Чанс процитировал это по памяти. Его полузакрытые глаза казались неподвижными.
— «Пойдем же туда и омоемся в этих очарованных водах, дабы вновь обрести молодость, — продолжил Майлс. — Мне это нужно, да и тебе скоро понадобится».
— Питер Мартир был секретарем протонотария при папе Иннокентии Восьмом и протопресвитером Оканы при папе Адриане Шестом, — кивнул Чанс. — Другом Колумба и Понса де Леона.
Я чувствовал, как разрозненные кусочки крутятся маленьким вихрем и со щелчком становятся на место.
— А при чем тут амарант? — вспомнил я. — Она цитировала Мильтона.
— «…тот амарант, что цвел в Раю, близ Древа жизни, но когда Адам ослушался, — на Небо снова взят».
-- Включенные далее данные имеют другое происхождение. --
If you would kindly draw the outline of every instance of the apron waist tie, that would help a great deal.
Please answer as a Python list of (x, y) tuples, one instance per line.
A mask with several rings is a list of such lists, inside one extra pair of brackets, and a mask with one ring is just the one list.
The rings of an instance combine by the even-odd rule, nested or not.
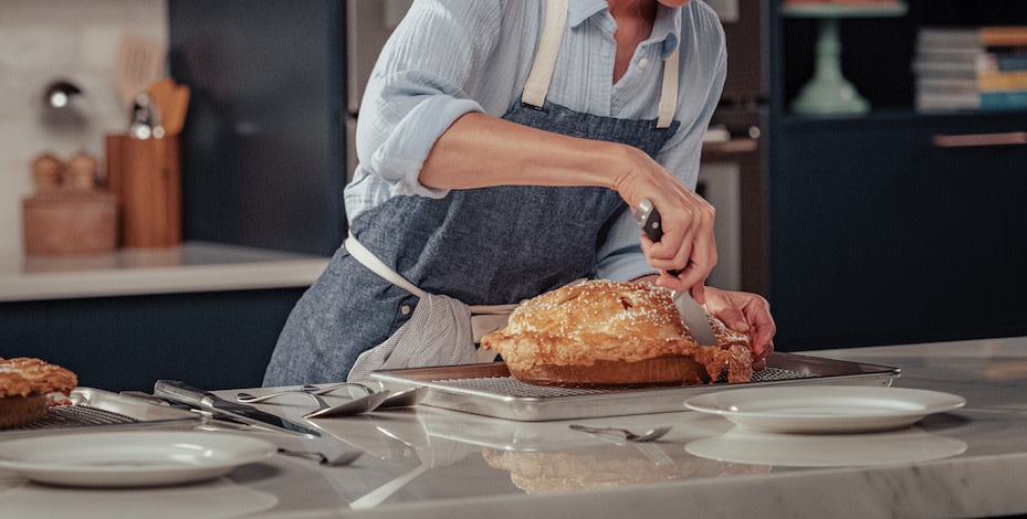
[[(402, 277), (398, 272), (389, 268), (375, 253), (367, 250), (357, 239), (353, 235), (346, 236), (346, 241), (343, 242), (346, 251), (353, 256), (354, 260), (359, 262), (365, 267), (369, 268), (371, 272), (380, 276), (382, 279), (413, 294), (419, 298), (425, 298), (428, 293), (420, 289), (417, 285), (410, 283), (406, 277)], [(471, 332), (474, 337), (474, 343), (481, 341), (481, 338), (486, 333), (491, 333), (500, 328), (506, 326), (506, 320), (510, 317), (510, 313), (516, 308), (516, 304), (511, 305), (469, 305), (471, 310)], [(486, 359), (486, 360), (482, 360)], [(493, 351), (482, 351), (479, 349), (479, 360), (483, 362), (492, 362), (495, 359), (495, 352)]]

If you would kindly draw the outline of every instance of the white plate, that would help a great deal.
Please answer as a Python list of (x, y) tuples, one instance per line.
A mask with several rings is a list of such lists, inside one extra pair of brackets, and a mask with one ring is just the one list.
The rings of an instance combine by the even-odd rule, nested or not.
[(785, 467), (862, 467), (930, 462), (966, 452), (966, 443), (920, 427), (876, 434), (775, 434), (735, 427), (689, 442), (685, 452), (717, 462)]
[(144, 487), (211, 479), (275, 451), (264, 439), (240, 434), (83, 433), (0, 442), (0, 468), (51, 485)]
[(701, 394), (684, 403), (742, 427), (771, 433), (889, 431), (964, 404), (962, 396), (939, 391), (861, 385), (740, 389)]

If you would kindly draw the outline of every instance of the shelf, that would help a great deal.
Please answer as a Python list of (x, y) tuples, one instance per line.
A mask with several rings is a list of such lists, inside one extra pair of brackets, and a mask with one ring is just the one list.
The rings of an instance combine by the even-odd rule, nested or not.
[(310, 286), (327, 257), (205, 242), (86, 256), (0, 251), (0, 301)]
[(921, 113), (903, 108), (873, 109), (850, 116), (784, 114), (782, 127), (789, 130), (870, 129), (882, 125), (940, 126), (961, 124), (1018, 125), (1027, 129), (1027, 110)]

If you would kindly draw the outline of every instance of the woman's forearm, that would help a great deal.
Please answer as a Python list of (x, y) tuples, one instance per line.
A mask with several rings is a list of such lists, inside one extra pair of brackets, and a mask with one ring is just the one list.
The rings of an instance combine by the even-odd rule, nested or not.
[[(420, 182), (436, 189), (493, 186), (615, 188), (635, 148), (543, 131), (481, 113), (457, 119), (436, 141)], [(629, 201), (637, 202), (637, 201)]]

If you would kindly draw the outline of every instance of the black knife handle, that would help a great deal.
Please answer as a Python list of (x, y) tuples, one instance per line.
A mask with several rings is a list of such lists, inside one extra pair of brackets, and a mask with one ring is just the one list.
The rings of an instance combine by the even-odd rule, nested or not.
[(210, 404), (210, 393), (180, 380), (158, 380), (154, 384), (154, 394), (192, 405)]
[[(647, 211), (645, 220), (641, 222), (642, 231), (646, 232), (646, 236), (649, 236), (649, 240), (653, 242), (659, 242), (663, 237), (663, 221), (660, 218), (660, 211), (657, 211), (657, 206), (649, 201), (649, 199), (642, 199), (639, 203), (639, 211)], [(667, 271), (671, 276), (678, 276), (681, 274), (681, 271)]]

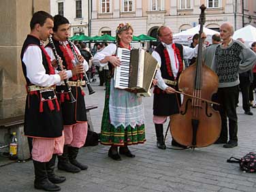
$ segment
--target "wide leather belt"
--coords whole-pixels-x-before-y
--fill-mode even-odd
[[[171,84],[171,85],[174,85],[174,86],[177,84],[176,81],[170,80],[167,80],[167,79],[163,79],[163,80],[165,82],[165,83],[166,83],[167,84]]]
[[[70,86],[80,86],[85,85],[85,80],[78,80],[78,81],[69,81],[69,84]],[[62,84],[61,85],[65,85]]]
[[[35,91],[50,91],[54,90],[55,86],[40,86],[38,85],[30,85],[27,86],[28,92]]]

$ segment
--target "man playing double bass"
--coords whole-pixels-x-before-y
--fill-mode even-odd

Когда Адам ослушался… Адам и Ева отведали запретный плод. Добродетель не устояла перед пороком, человек был изгнан из рая и утратил бессмертие.
— Древние греки лечили инфекции порошком из лепестков амаранта, — сказал Майлс. — И древние китайцы тоже.
Бессмертие… Победить смерть…
Некролог!
Неужели такое действительно возможно?
Я вытащил листок и ткнул пальцем в снимок. Судья, знающий точную дату своей смерти, не слишком огорчался из-за этого. Что, если он не планировал умирать через два дня? Что, если его «смерть» — некролог — просто статья для первой полосы, потому что он никогда не умрет?
— А что, если… — начал я. — Что, если V&D нашли способ…
— «Где мы сейчас, там будешь ты», — сказал скелет, — фыркнул Чанс.
— Что еще за «мы», белый человек? — отозвался Майлс.
Чанс ухмыльнулся:
— Мы утратили бессмертие, вкусив от древа познания, и с тех пор пытаемся вернуть его с помощью знаний. Мне здесь чудится некая ирония.
Он откинулся на спинку кресла. После мастерского моноспектакля, в котором соединились Древний Китай, современная Новая Англия и все, что между ними, Чанс заметно устал. Я, напротив, дрожал от возбуждения в предвкушении того, что все еще можно исправить, хотя пару часов назад казалось — передо мной закрыты все двери.
— С помощью этого, — сказал я, указывая на некролог, — можно до них добраться.
Чанс и Майлс переглянулись.
— Сомневаюсь, — проговорил Чанс, — что некролог имеет архиважное значение.
— Но ведь ты только что сам говорил — Бимини…
Чанс покачал головой:
— Там ничего не оказалось. Испанцы потом поплыли во Флориду. Угадай, где, по их сообщению, они нашли фонтан вечной молодости? В Грин-Коув-Спрингс на реке Сен-Джон. Знаешь, сколько стариков уходит во Флориде на пенсию каждый год? Включая моих деда и бабку? Многие из них реально живут вечно.